The 6" supply line to the heat register against the gable end wall will be crushed to fit into the remaining joist space resulting in poor airflow and a colder room. Again, the designer sees only that the maximum spacing hasn't been exceeded:12" is less than 16", but to the tinner, the space is a lot less than 10" because the space is actually 12" minus 8" (the thickness of the foundation wall). The insulator is totally confounded at this point, because he has no way to physically get insulation through the tiny 4" gap.
The space allocated for the B vent in the floor plan may have a joist in it. The tinner can't move the vent to be outside the chase. so out comes the Sawzall and within 60 seconds this joist is cut to make room for the flue.
The plumber is next in line. He has almost no flexibility in setting fixtures. The toilet has to be centered in its assigned space or 1 5" from a vanity or wall (otherwise the homeowner won't be able to reach for paper comfortably when it's most needed).
The same is true of the tub. There is a spot that is exactly 30"x60", and the water and waste lines will only be on one side. If the joists are not offset for these fixtures, they'll be notched until there's space to get the piping in.
Last up is the electrician. He lays out the canned lights nicely centered in the room, plumbs up and finds a joist smack dab in the way. He won't cut the joist out, he'll just modify the lights so they won't be perfectly centered in the room and let the builder know. Don't be surprised if you're the carpenter and get a call to cut the joist out and move it so the lights can be installed the way the architect intended.

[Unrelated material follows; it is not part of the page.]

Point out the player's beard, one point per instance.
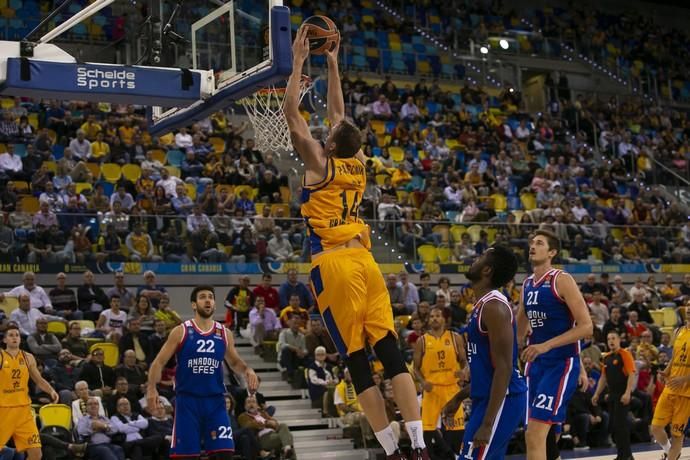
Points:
(204, 314)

Now that we can see how our engineered lumber layout is used and how other trades see their place, let's redo the plan as a sales rep/consultant. Put the joists at 16" o.c. starting from one side. The second-to-last space is 12" and the last joist space is again 16". Joists are offset to miss plumbing fixtures, the canned lights, and the B vent. and the offset dimensions are shown on the plan. The builder is consulted about the 12" o.c. spacing for joists in the great room. Should he keep the wide flange joist and use different size vents or narrower flange joists that are deeper to would allow the standard 10" register? Of course changing to a different depth joist means that the carpenter must modify the bearing, so the options to fix this are reviewed well in advance of the carpenter ever showing up on the site. What we've done with this second solution is try to predict with relative certainty the trades that will be impacted in order to save the builder a lot of nightmares. Nightmares that he's dealt with a hundred times before... until now, when you take the initiative to learn the trades and become his engineered lumber "framing consultant."